Pediatric Malignant Germ Cell Tumors Show Characteristic Transcriptome Profiles

Malignant germ cell tumors (GCT) of childhood are rare and heterogeneous neoplasms thought to arise from primordial germ cells. They vary substantially in their natural history and show important clinical differences from their adult counterparts. To address the biological basis for these observations, we have undertaken a comprehensive analysis of global gene expression patterns in pediatric malignant GCTs and compared these findings with published data on adult testicular GCTs (TGCT). Our study included 27 primary tumors and assessed the principal malignant histologic types of pediatric GCT, yolk sac tumor (YST; n = 18), and seminoma (n = 9).
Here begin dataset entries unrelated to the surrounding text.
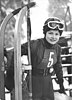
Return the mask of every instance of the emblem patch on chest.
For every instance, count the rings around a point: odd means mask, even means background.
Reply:
[[[57,62],[57,54],[53,49],[46,49],[44,52],[44,59],[47,62],[47,67],[51,67]]]

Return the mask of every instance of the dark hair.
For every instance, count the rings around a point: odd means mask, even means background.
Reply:
[[[46,35],[46,32],[47,32],[47,31],[50,31],[50,30],[58,30],[59,33],[60,33],[60,35],[61,35],[62,32],[63,32],[63,30],[59,30],[58,28],[55,28],[55,29],[49,28],[49,27],[48,27],[48,24],[47,24],[49,21],[58,21],[58,22],[61,22],[60,19],[58,19],[58,18],[56,18],[56,17],[48,18],[48,19],[45,21],[44,26],[43,26],[43,34]]]

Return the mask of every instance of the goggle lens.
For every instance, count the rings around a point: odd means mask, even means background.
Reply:
[[[48,22],[48,27],[51,29],[55,29],[58,27],[59,30],[63,30],[64,29],[64,25],[61,22],[58,21],[50,21]]]

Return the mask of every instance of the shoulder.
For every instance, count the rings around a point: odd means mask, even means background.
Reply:
[[[61,46],[59,44],[55,44],[55,49],[57,54],[61,53]]]

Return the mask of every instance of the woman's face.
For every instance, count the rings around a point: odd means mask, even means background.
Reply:
[[[56,44],[59,41],[60,33],[58,30],[50,30],[46,33],[46,40],[50,44]]]

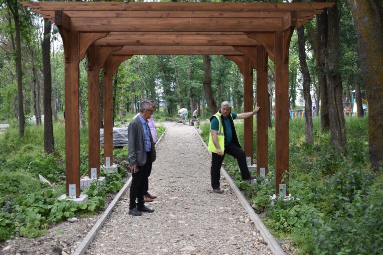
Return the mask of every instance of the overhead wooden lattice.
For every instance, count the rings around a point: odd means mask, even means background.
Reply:
[[[274,45],[270,33],[298,27],[332,5],[326,2],[21,3],[67,31],[107,33],[94,44],[126,46],[115,54],[241,55],[233,46],[263,44],[272,59]]]
[[[89,176],[99,177],[99,70],[104,76],[104,162],[113,163],[112,76],[133,55],[219,54],[243,76],[244,111],[253,109],[252,69],[257,70],[257,171],[267,173],[267,60],[275,77],[275,187],[289,168],[288,55],[293,29],[334,3],[21,2],[59,28],[65,61],[67,193],[80,195],[79,62],[88,54]],[[252,158],[252,120],[244,121],[244,148]],[[282,185],[282,186],[281,186]],[[286,188],[284,190],[286,191]]]

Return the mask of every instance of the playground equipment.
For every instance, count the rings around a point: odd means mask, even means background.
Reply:
[[[188,109],[186,108],[181,108],[178,111],[178,114],[177,115],[178,116],[178,122],[177,122],[177,124],[179,123],[182,123],[184,125],[186,125],[186,119],[188,118]]]
[[[358,115],[358,106],[357,106],[357,99],[355,97],[355,90],[351,92],[351,115],[352,116],[357,116]],[[365,112],[365,115],[367,115],[369,108],[369,102],[367,100],[362,99],[362,107],[363,108],[363,111]]]

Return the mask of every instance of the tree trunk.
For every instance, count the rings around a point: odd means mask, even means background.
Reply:
[[[142,76],[141,75],[141,68],[140,65],[140,57],[139,56],[136,56],[136,61],[137,63],[137,74],[141,79],[142,78]],[[140,83],[140,92],[141,92],[141,101],[143,101],[145,100],[145,96],[144,93],[144,86],[143,85],[142,83]]]
[[[298,29],[298,41],[299,51],[299,63],[303,75],[303,98],[305,99],[305,119],[306,119],[306,142],[314,144],[313,135],[313,117],[311,112],[311,95],[310,85],[311,78],[309,68],[306,61],[306,50],[304,27],[301,26]]]
[[[362,103],[362,95],[361,93],[361,86],[358,81],[355,81],[354,84],[355,87],[355,101],[357,102],[357,108],[358,109],[357,115],[358,118],[363,117],[365,116],[365,111],[363,111],[363,105]],[[352,105],[354,102],[351,102]]]
[[[100,77],[100,128],[104,128],[104,76]]]
[[[267,118],[268,123],[267,123],[267,127],[269,128],[271,128],[273,127],[273,125],[271,124],[271,115],[272,115],[272,113],[271,113],[271,104],[270,102],[270,93],[268,91],[267,91],[267,112],[269,113],[269,116]]]
[[[331,144],[335,150],[345,154],[347,150],[345,117],[343,114],[343,92],[339,74],[339,0],[328,11],[328,37],[325,61],[329,100]]]
[[[202,117],[205,118],[205,92],[202,93]]]
[[[14,30],[16,34],[16,74],[17,81],[17,108],[18,112],[18,133],[20,136],[24,136],[25,120],[22,95],[22,73],[21,71],[21,43],[20,36],[20,23],[19,21],[18,6],[17,1],[12,2],[7,0],[8,6],[13,16]]]
[[[215,103],[211,90],[211,60],[208,55],[202,55],[203,59],[203,90],[205,92],[207,108],[211,114],[218,111],[218,107]]]
[[[237,70],[236,69],[236,70]],[[233,103],[234,104],[234,108],[236,109],[236,111],[238,109],[238,97],[237,97],[237,93],[235,92],[238,90],[238,80],[237,78],[237,71],[234,71],[234,75],[233,76],[234,78],[234,81],[233,81]],[[222,102],[221,102],[222,103]]]
[[[53,59],[53,70],[55,70],[57,68],[57,62],[56,61],[56,56],[57,54],[55,54],[54,46],[53,46],[53,51],[52,52]],[[53,76],[53,84],[54,87],[52,93],[52,111],[53,114],[53,119],[55,122],[58,122],[58,117],[57,116],[57,73],[55,73],[55,75]]]
[[[176,78],[176,83],[177,84],[177,88],[178,88],[178,107],[181,109],[183,108],[181,83],[180,82],[180,79],[178,77],[178,71],[177,71],[177,67],[176,65],[176,61],[174,60],[174,56],[173,55],[171,55],[170,58],[172,59],[172,62],[173,63],[173,66],[174,67],[174,76]]]
[[[135,114],[134,109],[134,82],[132,82],[132,87],[130,89],[130,96],[132,97],[132,109],[131,109],[131,113],[132,114]]]
[[[113,80],[113,123],[114,123],[114,118],[116,117],[116,99],[117,97],[117,83],[118,81],[117,78],[118,77],[118,69],[116,71],[116,73],[114,74],[114,80]]]
[[[369,101],[371,168],[383,161],[383,7],[380,0],[348,0],[357,31],[363,79]]]
[[[120,105],[118,108],[118,117],[125,117],[126,116],[126,103],[125,97],[124,95],[124,89],[125,87],[123,86],[120,90]]]
[[[34,53],[30,45],[28,45],[28,49],[29,50],[29,53],[30,54],[30,60],[32,62],[32,72],[33,76],[32,79],[33,86],[32,90],[32,97],[33,101],[33,113],[36,118],[36,125],[39,126],[41,124],[41,114],[39,111],[40,109],[38,107],[39,105],[39,96],[40,94],[39,91],[40,88],[38,86],[39,83],[37,80],[38,76],[34,63]]]
[[[52,116],[52,76],[50,70],[50,29],[47,18],[44,19],[44,38],[41,45],[44,72],[44,151],[54,151],[53,123]]]
[[[217,56],[217,62],[218,62],[218,102],[222,102],[222,77],[223,75],[222,71],[222,55],[218,55]]]
[[[326,1],[322,0],[321,2]],[[309,29],[310,41],[317,60],[318,82],[319,84],[321,100],[321,127],[322,131],[330,129],[329,105],[327,95],[327,81],[325,74],[325,49],[327,45],[327,10],[325,9],[320,15],[317,15],[317,34],[312,28]],[[319,101],[318,101],[319,104]],[[319,108],[317,108],[319,111]]]
[[[275,84],[275,75],[274,72],[268,72],[268,89],[270,92],[269,93],[269,123],[268,124],[269,128],[272,128],[273,127],[272,123],[271,123],[271,118],[273,117],[273,95],[274,95],[274,90],[273,89],[273,84]]]
[[[189,83],[189,98],[190,99],[190,109],[192,109],[192,114],[196,109],[195,104],[193,98],[193,90],[192,89],[192,57],[189,56],[188,58],[189,66],[188,68],[188,81]]]

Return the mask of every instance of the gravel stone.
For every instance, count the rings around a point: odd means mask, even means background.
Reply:
[[[158,198],[145,203],[155,212],[128,215],[127,192],[126,203],[116,208],[86,254],[257,255],[270,252],[267,245],[253,239],[258,231],[230,186],[224,186],[223,194],[212,192],[211,158],[193,128],[175,124],[156,146],[149,188]]]

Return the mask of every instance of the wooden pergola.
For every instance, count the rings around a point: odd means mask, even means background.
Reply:
[[[80,190],[79,63],[88,57],[89,175],[100,177],[99,71],[104,78],[104,164],[113,164],[112,76],[133,55],[223,55],[244,77],[244,111],[253,107],[257,71],[257,172],[267,172],[267,61],[275,64],[275,191],[289,169],[288,58],[291,35],[333,3],[21,2],[58,27],[64,44],[67,194]],[[228,100],[229,99],[227,99]],[[244,150],[253,157],[252,120]],[[283,192],[284,192],[283,191]],[[72,193],[73,192],[71,192]]]

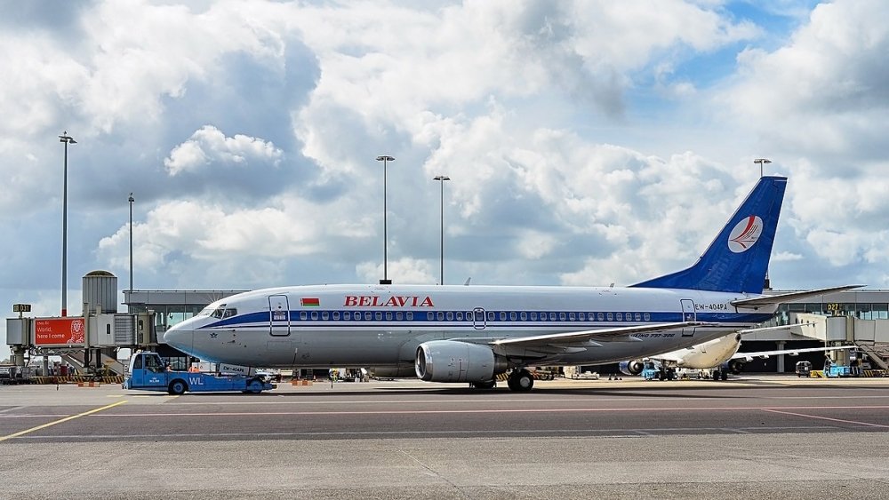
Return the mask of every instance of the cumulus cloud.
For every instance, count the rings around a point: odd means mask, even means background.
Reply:
[[[284,153],[271,142],[236,134],[225,135],[212,125],[204,125],[188,140],[180,144],[164,160],[170,175],[197,172],[211,163],[246,166],[251,163],[277,165]]]

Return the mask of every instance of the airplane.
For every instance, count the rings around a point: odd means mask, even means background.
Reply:
[[[726,380],[728,373],[738,375],[744,369],[744,363],[756,358],[765,359],[769,356],[789,354],[796,356],[800,353],[816,353],[839,349],[852,349],[853,345],[840,345],[832,347],[805,347],[802,349],[781,349],[776,351],[760,351],[756,353],[739,353],[742,334],[764,330],[793,329],[807,323],[791,324],[778,327],[745,329],[720,338],[714,338],[685,349],[670,353],[656,354],[647,358],[621,361],[619,369],[624,375],[636,376],[643,372],[646,361],[652,361],[658,369],[659,379],[672,380],[677,369],[699,370],[710,377],[713,380]]]
[[[629,287],[303,285],[216,301],[164,342],[204,361],[353,366],[530,391],[527,367],[654,356],[770,319],[764,296],[787,178],[762,177],[698,261]],[[847,290],[795,292],[795,298]]]

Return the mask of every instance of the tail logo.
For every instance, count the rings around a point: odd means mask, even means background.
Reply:
[[[728,235],[728,250],[733,253],[745,252],[757,242],[763,234],[763,219],[751,215],[743,218]]]

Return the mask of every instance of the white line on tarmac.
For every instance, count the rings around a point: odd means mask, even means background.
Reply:
[[[871,408],[871,407],[863,407],[863,408]],[[844,424],[854,424],[857,425],[867,425],[870,427],[883,427],[889,429],[889,425],[883,425],[881,424],[870,424],[869,422],[860,422],[858,420],[844,420],[842,418],[831,418],[829,417],[819,417],[817,415],[805,415],[803,413],[794,413],[792,411],[781,411],[778,409],[763,409],[763,411],[768,411],[771,413],[782,413],[784,415],[795,415],[797,417],[805,417],[806,418],[817,418],[819,420],[830,420],[833,422],[842,422]]]
[[[567,409],[385,409],[385,410],[336,410],[336,411],[214,411],[201,413],[118,413],[114,415],[96,415],[104,417],[284,417],[284,416],[331,416],[331,415],[453,415],[483,413],[603,413],[603,412],[689,412],[689,411],[754,411],[789,409],[889,409],[889,405],[877,406],[789,406],[789,407],[682,407],[682,408],[567,408]]]

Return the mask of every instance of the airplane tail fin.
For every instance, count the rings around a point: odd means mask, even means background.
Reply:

Analysis of Affymetrix U133A GeneChip data was performed using the statistical software environment R, including gene set enrichment analysis, with cross-validation at the RNA and protein level. Unsupervised analysis showed complete separation of YSTs and seminomas by global gene expression profiles and identified a robust set of 657 discriminatory transcripts. There was no segregation of tumors of the same histology arising at different sites or at different ages within the pediatric range. In contrast, there was segregation of pediatric malignant GCTs and adult malignant TGCTs, most notably for the YSTs. The pediatric seminomas were significantly enriched for genes associated with the self-renewing pluripotent phenotype, whereas the pediatric YSTs were significantly enriched for genes associated with a differentiation and proliferation phenotype. We conclude that histologic type is the key discriminator in pediatric malignant GCTs and that the observed clinical differences between malignant GCTs of children and adults are mirrored by significant differences in global gene expression.

Infantile and adult testicular germ cell tumors: a different pathogenesis?

Most adult testicular germ cell tumors have a characteristic chromosomal abnormality that is an isochromosome 12p [i(12p)]. Furthermore, these tumors are characterized by a chromosome number in the triploid range and gains and losses of (parts of) specific chromosomes. Cytogenetic investigation of three cases of infantile testicular germ cell tumors, all diagnosed as yolk sac tumors, revealed highly abnormal karyotypes. We found one case to be diploid; the other two cases were in the hypertriploid/hypotetraploid range. Structural abnormalities of chromosomes 1, 3, and 6 were recurrent and no i(12p) was found. Our results, together with data from the literature, suggest that infantile and adult testicular germ cell tumors have a different origin and pathogenetic pathway. Aberrations of chromosomes 1, 3, and 6 may play an important role in the pathogenesis of infantile testicular yolk sac tumors.